We integrate over the velocity range of 4 to 20 km s−1. The temperature dependent HISA column number density is shown in Extended Data Fig. 6 for both, the off position and the Gaussian fit. It becomes obvious that the differences are small. To further constrain the possible range of HISA column density, we determine the maximum HISA temperature by the temperature at the absorption dip minimum at each spectrum of the HI map:

$${T}_{{{{\rm{HISA,max}}}}}={T}_{{{{\rm{on}}}},\min }+{T}_{{{{\rm{cont}}}}}$$

The resulting temperature map is shown in Extended Data Fig. 5 and confirms what we already concluded from Extended Data Fig. 4, that is, that the HISA temperature cannot be higher than roughly 100 K, which results in a HISA column density NHISA of 3.5 × 1021 cm−2. For a density of 100 cm−3, this translates into a HI layer of 11 pc that compares well to other dominant molecular structures in Cygnus X, such as, for example, the DR21 ridge with a size of roughly 7 pc.

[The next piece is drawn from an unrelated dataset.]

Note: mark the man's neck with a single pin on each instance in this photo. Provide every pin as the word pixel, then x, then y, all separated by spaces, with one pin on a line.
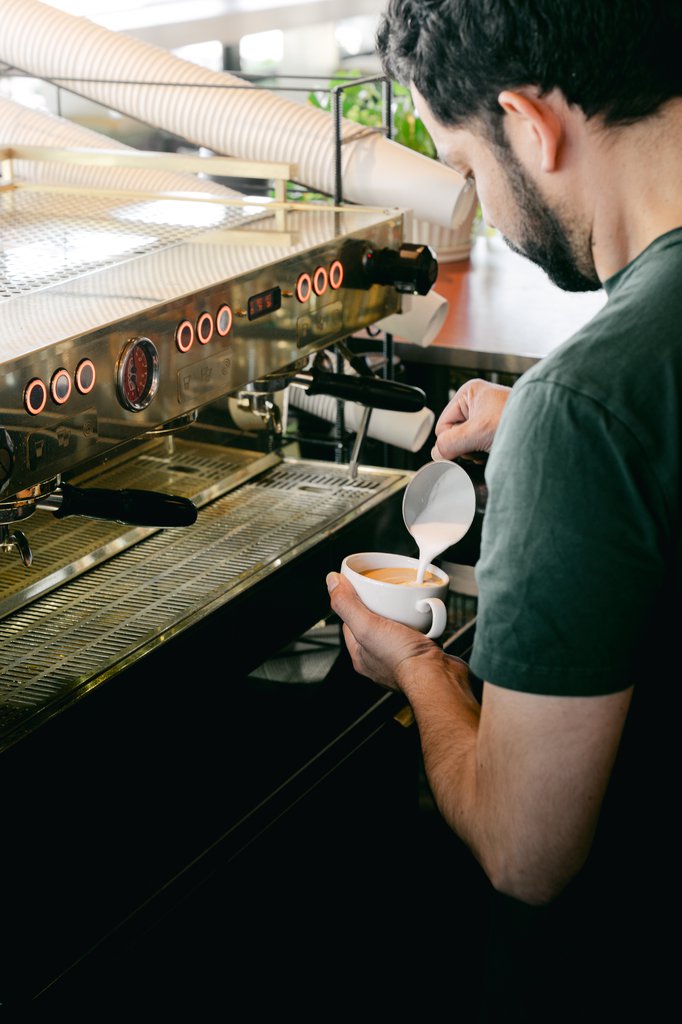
pixel 636 181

The Cygnus X star-forming complex and the distance problem

The Cygnus X star-forming region has for a long time been noticed as an outstanding area because it lies around l = 90o where the local galactic arm, the Perseus arm and the outer galaxy are found along the same line of sight, covering distances between 1 and 8 kpc. Since radial velocities around the tangent point in Cygnus X are close to zero, they do not provide reliable distances. This is why the Cygnus X region was long proposed to be an accumulation of clouds at various distances along the different spiral arms53. However, on the basis of CO data and arguments of UV illumination, ref. 17 proposed that most of the observed velocity components seen in CO were associated and part of a single complex despite the very large differences in velocities (around −5 to 18 km s−1). The main molecular cloud regions are DR21 (around −3 km s−1) and W75N (around 9 km s−1). At that time, it was not clear how such large relative velocities could co-exist spatially and inside a single event of star formation. The scenario of a single complex for Cygnus X17 has been confirmed by maser parallax measurements18, obtaining roughly the same distance for DR21 and W75N despite their velocity difference of roughly 12 km s−1. Our study now shows that the W75N and the HV atomic/molecular clouds are located in front of DR21 ([CII] emission and HI absorption) and interact with each other.